Figure 6.. Sequential BCR-CD40 simulation reveals a limited window of opportunity to acquire CD40 signal.

(A) In vitro experimental workflow where primary B cells are sequentially stimulated with pulsing α-BCR, followed by α-CD40 stimulation 1, 3, 5, or 8hrs later. (B) Line graph from model simulations of 1000 virtual B-cells show their population expansion in response to sequential costimulation with high BCR (0.25nM) and low CD40 (6nM) (left), high BCR (0.25nM) and high CD40 (30nM) (middle), and low BCR (0.005nM) and high CD40 (30nM) (right), colored by the gap between BCR and CD40 stimulation. Each thick colored line represents the average population expansion from 1000 cells, and the shading represents the population standard deviation from the 8 simulations, each with 125 founder cells. (C) Line graph from matching experiments of 19196 founder B-cells show their population expansion in response to sequential costimulation with high BCR (10μg/mL) and low CD40 (1μg/mL) (left), high BCR (10μg/mL) and high CD40 (10μg/mL) (middle), and low BCR (1μg/mL) and high CD40 (10μg/mL) (right), colored by the gap between BCR and CD40 stimulation.

Figure 7.. BCR-induced anti-apoptotic BclXL protects cells from dying from AICD, as a form of paradoxical signaling.

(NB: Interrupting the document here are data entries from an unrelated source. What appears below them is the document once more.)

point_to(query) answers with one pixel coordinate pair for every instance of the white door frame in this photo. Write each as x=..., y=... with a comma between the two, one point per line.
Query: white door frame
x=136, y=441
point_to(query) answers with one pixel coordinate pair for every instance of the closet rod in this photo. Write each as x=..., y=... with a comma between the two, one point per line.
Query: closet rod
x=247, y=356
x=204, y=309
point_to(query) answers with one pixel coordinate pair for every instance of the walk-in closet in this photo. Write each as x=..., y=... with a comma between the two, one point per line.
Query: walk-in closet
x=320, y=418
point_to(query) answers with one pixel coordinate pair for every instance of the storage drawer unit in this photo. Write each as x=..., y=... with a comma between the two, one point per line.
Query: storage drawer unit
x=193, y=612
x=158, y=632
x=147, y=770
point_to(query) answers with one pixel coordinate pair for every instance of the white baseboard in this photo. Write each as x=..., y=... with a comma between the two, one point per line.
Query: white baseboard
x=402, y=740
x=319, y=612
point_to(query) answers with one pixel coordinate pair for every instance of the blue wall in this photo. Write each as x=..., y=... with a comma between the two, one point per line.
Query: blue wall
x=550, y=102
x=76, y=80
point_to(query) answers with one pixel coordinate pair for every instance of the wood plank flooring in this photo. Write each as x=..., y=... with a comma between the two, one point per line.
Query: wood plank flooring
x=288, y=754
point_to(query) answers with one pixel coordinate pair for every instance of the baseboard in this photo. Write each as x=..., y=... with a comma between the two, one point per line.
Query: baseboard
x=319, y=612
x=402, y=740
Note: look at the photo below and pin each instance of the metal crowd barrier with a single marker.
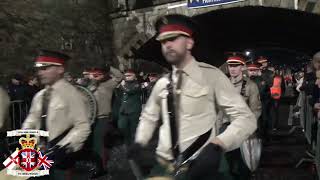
(309, 119)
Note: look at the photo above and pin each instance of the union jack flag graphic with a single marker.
(44, 162)
(28, 160)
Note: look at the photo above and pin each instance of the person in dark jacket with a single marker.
(130, 106)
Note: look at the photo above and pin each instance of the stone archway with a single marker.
(134, 28)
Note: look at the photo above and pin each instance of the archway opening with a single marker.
(284, 36)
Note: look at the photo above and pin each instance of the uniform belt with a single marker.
(170, 166)
(103, 116)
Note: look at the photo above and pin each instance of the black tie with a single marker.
(45, 105)
(177, 96)
(44, 112)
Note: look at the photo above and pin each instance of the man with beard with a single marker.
(187, 99)
(4, 123)
(60, 109)
(255, 75)
(104, 79)
(250, 93)
(267, 80)
(130, 106)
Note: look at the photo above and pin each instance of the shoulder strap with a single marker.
(172, 118)
(243, 87)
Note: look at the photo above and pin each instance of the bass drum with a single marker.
(91, 102)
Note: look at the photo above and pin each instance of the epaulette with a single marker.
(205, 65)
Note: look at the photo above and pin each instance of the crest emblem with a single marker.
(28, 161)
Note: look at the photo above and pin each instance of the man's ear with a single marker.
(243, 68)
(190, 43)
(61, 69)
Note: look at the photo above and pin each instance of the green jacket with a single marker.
(130, 98)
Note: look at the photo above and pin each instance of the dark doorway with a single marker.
(284, 36)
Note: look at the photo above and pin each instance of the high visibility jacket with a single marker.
(276, 88)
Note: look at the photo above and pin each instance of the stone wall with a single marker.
(133, 28)
(78, 27)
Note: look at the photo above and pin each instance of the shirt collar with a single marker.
(236, 80)
(192, 70)
(58, 84)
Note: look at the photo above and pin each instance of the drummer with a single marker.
(238, 170)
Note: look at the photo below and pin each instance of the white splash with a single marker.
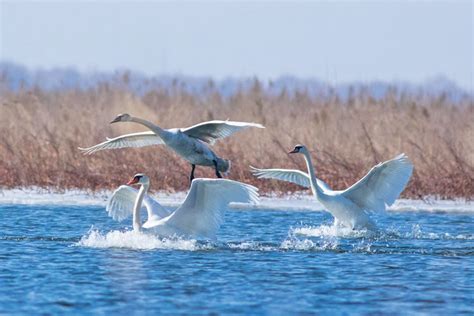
(137, 240)
(250, 245)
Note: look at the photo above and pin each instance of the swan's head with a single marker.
(122, 118)
(298, 149)
(139, 179)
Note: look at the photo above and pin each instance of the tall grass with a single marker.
(40, 132)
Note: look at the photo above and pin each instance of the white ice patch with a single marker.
(289, 202)
(138, 240)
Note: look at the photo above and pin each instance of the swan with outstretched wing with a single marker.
(380, 187)
(191, 143)
(200, 215)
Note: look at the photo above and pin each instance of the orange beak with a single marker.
(132, 181)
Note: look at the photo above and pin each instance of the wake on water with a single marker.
(307, 238)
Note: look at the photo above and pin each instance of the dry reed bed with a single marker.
(42, 130)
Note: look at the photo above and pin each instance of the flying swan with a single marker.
(381, 186)
(191, 143)
(200, 215)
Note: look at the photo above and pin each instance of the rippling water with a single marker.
(58, 259)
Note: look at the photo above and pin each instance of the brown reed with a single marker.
(40, 133)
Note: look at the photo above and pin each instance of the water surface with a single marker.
(63, 259)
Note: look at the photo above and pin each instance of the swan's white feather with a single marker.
(202, 212)
(289, 175)
(120, 205)
(211, 131)
(382, 185)
(141, 139)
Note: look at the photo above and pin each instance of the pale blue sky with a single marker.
(333, 41)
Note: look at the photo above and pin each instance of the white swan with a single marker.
(200, 215)
(381, 186)
(191, 143)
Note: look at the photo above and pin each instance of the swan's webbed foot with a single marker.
(191, 177)
(218, 174)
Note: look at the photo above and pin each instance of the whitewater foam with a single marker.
(138, 240)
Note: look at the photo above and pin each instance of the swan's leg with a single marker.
(192, 173)
(218, 174)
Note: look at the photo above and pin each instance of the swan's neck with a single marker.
(312, 176)
(153, 127)
(137, 224)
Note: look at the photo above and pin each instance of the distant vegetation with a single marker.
(347, 132)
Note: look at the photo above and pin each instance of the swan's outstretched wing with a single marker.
(289, 175)
(211, 131)
(128, 140)
(202, 212)
(382, 185)
(120, 205)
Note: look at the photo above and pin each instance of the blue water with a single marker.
(265, 262)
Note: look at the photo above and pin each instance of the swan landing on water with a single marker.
(191, 143)
(200, 215)
(381, 186)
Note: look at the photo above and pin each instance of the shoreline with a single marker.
(298, 201)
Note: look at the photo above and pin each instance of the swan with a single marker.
(200, 215)
(381, 186)
(191, 143)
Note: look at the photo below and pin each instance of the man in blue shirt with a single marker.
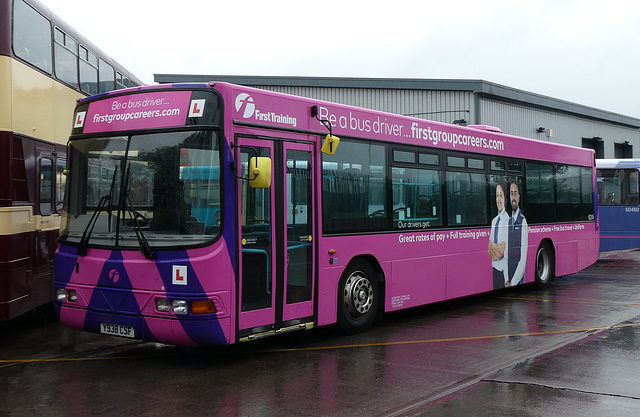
(518, 240)
(498, 237)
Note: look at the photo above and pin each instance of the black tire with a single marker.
(545, 266)
(358, 298)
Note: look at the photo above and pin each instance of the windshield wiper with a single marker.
(134, 216)
(104, 200)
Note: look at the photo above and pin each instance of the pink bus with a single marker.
(208, 214)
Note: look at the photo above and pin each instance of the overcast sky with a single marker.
(582, 51)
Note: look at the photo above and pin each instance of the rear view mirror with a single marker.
(260, 172)
(330, 144)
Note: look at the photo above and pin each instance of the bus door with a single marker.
(276, 247)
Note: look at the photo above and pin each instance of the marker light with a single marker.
(162, 305)
(179, 306)
(203, 307)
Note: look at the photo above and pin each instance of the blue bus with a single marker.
(619, 203)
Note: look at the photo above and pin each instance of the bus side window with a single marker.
(60, 183)
(46, 188)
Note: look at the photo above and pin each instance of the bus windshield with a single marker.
(162, 189)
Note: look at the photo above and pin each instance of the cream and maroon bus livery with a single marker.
(45, 66)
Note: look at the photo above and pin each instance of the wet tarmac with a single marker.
(571, 349)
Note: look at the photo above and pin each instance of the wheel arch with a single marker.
(377, 268)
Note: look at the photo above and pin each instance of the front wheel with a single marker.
(544, 266)
(358, 298)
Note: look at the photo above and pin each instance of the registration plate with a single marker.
(117, 330)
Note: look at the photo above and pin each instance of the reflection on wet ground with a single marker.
(568, 349)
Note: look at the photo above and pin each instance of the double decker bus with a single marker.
(209, 214)
(45, 66)
(619, 203)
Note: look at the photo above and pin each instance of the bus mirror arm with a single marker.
(330, 143)
(259, 169)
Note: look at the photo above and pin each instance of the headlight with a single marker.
(179, 306)
(162, 305)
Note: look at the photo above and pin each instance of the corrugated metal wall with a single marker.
(424, 104)
(566, 129)
(447, 106)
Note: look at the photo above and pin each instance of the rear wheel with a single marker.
(358, 298)
(545, 266)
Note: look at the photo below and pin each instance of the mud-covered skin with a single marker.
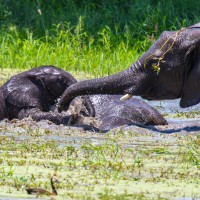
(170, 69)
(31, 93)
(111, 112)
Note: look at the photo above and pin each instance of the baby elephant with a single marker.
(33, 92)
(111, 112)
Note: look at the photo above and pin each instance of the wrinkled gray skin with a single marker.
(111, 112)
(32, 93)
(176, 53)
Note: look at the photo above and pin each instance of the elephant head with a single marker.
(170, 69)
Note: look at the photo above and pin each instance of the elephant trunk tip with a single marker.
(126, 97)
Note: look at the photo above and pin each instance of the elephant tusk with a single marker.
(126, 97)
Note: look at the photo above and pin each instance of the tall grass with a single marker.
(95, 37)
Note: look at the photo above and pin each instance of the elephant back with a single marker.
(3, 110)
(23, 91)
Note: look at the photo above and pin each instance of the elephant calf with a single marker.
(31, 93)
(111, 112)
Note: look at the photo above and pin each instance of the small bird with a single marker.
(40, 191)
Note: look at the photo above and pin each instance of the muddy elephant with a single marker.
(170, 69)
(31, 93)
(111, 112)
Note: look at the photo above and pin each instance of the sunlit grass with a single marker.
(121, 166)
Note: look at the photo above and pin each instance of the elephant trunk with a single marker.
(119, 83)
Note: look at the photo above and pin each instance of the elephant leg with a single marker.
(57, 118)
(89, 106)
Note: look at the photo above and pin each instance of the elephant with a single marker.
(31, 93)
(170, 69)
(112, 113)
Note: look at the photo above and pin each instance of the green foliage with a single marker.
(96, 37)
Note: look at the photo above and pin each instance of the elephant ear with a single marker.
(191, 89)
(22, 92)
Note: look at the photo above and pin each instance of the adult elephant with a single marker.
(31, 93)
(170, 69)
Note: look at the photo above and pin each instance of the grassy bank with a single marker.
(98, 37)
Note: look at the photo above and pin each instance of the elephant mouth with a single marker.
(126, 97)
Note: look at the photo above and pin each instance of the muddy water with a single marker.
(181, 121)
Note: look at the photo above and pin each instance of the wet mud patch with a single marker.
(129, 162)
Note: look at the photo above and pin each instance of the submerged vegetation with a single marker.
(92, 38)
(124, 165)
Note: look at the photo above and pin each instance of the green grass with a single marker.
(109, 167)
(96, 38)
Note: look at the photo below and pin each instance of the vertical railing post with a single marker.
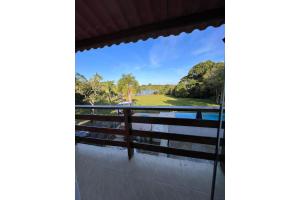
(128, 128)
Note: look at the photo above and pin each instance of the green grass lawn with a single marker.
(163, 100)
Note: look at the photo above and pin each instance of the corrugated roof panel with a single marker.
(106, 22)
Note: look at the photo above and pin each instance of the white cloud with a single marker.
(165, 48)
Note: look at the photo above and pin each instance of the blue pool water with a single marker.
(205, 116)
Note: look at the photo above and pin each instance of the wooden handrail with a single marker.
(127, 119)
(167, 108)
(153, 120)
(100, 130)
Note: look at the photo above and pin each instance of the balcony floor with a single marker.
(106, 173)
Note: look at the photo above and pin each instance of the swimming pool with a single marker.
(205, 115)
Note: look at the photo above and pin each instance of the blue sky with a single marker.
(164, 60)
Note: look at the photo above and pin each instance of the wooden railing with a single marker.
(127, 118)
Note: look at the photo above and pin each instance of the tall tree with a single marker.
(110, 90)
(92, 89)
(128, 86)
(204, 80)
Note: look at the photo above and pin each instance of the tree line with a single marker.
(96, 91)
(204, 80)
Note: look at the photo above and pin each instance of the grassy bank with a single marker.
(163, 100)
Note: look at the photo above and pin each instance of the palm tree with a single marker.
(110, 90)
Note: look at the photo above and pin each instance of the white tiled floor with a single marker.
(106, 173)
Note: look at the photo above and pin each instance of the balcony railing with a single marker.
(128, 132)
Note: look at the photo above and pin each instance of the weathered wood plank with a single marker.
(96, 141)
(100, 130)
(101, 117)
(178, 152)
(168, 108)
(175, 136)
(176, 121)
(128, 129)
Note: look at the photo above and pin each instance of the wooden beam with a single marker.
(100, 118)
(148, 29)
(158, 108)
(176, 121)
(175, 136)
(128, 129)
(178, 152)
(100, 130)
(96, 141)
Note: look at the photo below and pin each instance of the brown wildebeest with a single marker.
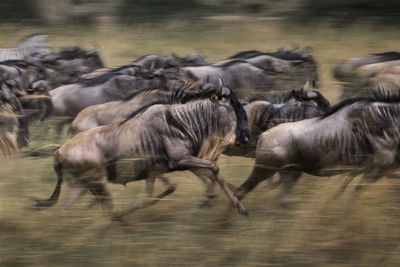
(358, 75)
(117, 111)
(358, 136)
(265, 112)
(153, 140)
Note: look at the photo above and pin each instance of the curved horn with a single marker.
(153, 64)
(306, 86)
(220, 84)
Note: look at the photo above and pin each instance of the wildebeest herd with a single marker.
(160, 114)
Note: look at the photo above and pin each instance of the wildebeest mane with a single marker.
(230, 63)
(102, 78)
(17, 63)
(134, 94)
(273, 97)
(345, 103)
(281, 54)
(142, 109)
(388, 56)
(279, 97)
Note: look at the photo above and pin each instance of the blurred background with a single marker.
(303, 229)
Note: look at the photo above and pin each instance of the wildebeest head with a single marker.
(314, 96)
(225, 95)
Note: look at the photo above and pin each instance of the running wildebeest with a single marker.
(239, 75)
(357, 75)
(358, 136)
(170, 137)
(66, 66)
(69, 100)
(265, 112)
(117, 111)
(30, 45)
(157, 61)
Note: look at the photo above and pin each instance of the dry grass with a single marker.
(305, 228)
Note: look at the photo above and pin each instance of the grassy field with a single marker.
(302, 229)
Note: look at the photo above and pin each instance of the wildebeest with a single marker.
(66, 66)
(165, 62)
(154, 140)
(265, 112)
(117, 111)
(358, 136)
(257, 72)
(69, 100)
(359, 74)
(31, 44)
(237, 74)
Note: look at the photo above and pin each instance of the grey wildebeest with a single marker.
(29, 45)
(151, 141)
(359, 74)
(287, 68)
(69, 100)
(265, 112)
(117, 111)
(158, 61)
(358, 136)
(237, 74)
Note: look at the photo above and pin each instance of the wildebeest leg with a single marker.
(343, 187)
(365, 180)
(189, 162)
(60, 125)
(102, 194)
(204, 176)
(289, 179)
(150, 201)
(75, 192)
(258, 175)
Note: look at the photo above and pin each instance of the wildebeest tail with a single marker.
(46, 203)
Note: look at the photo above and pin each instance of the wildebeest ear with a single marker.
(220, 85)
(312, 95)
(213, 97)
(226, 92)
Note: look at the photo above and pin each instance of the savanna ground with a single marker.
(305, 228)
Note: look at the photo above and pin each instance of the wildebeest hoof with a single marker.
(207, 203)
(231, 187)
(242, 210)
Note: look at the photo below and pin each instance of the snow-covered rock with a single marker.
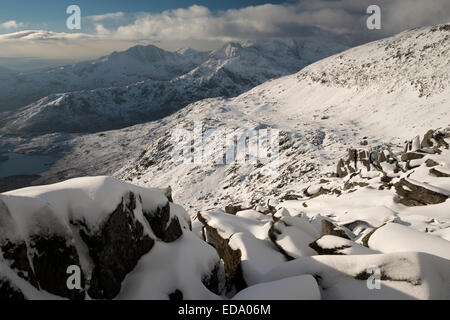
(294, 288)
(120, 236)
(401, 275)
(165, 83)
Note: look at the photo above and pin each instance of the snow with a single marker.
(343, 246)
(49, 210)
(383, 93)
(293, 288)
(394, 237)
(406, 275)
(91, 199)
(168, 267)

(A) Schematic of paradoxical BCR signaling that promotes proliferation, survival, and death of B-cells through cMyc, Bcl-xL, and caspase-8, respectively. (B) Line plots of Bcl-xL activity (left axis) colored by caspase-8 level (color bar) in 50 model-simulated single-cells show the correlation between Bcl-xL consumption and caspase-8 activity. The thick line overlaid on top is a Kaplan-Meier survival curve (right axis). The pink and green vertical dashed lines represent the timing of BCR and CD40 stimulation, respectively. From left to right, the 3 conditions are: high α-CD40 costimulation, and sequential α-BCR and α-CD40 stimulation with a 1hr and 8hr gap. When a cell dies, the line continues (and becomes pink due to high caspase-8 level). (C) Line plots of Bcl-xL activity colored by RelA (left) and cRel (right) activity in 50 model-simulated single-cells demonstrate the correlation between NFκB activation and BclXL upregulation in B-cells costimulated sequentially with an 8hr gap. When a cell dies, the line discontinues. (D) Violin plot of peak RelA, cRel, and Bcl-xL activity in 2000 model-simulated B-cells in response to sequential costimulated with an 8hr gap show the differences between cells that died within the first 12 hours and those that survived. Statistical significance is evaluated using a Mann Whitney U test, with p-values of 0.0019, 0.0077, and <1e-18, correspondingly. (E-J) Heatmaps from model simulations of 1000 virtual B-cells in response to 25 single or costimulation scenarios (with 5 doses of α-CD40: 0, 6, 12, 18, and 30nM, and 5 doses of α-BCR: 0, 0.0005, 0.005, 0.05, and 0.25nM, combinatorially) show the percentage of survived cell at 24 hours after stimulation onset (left) and the percentage of survived cells that proliferated by 84hrs (right) in (E) 1hr sequential costimulation or (F) 8hr sequential costimulation. (G) Heatmap highlights the difference between (E) and (F). (H-I) Heatmap of relative population size at 96hrs between (H) 1hr sequential stimulation and (I) 8hr sequential stimulation shows the biggest difference (J) in the upper right and lower right corners. In (E-J), the 25 simulated doses are plotted as colored circles in a scatterplot, whereas the space in between doses is interpolated with a locally estimated scatterplot smoothing (LOESS) curve.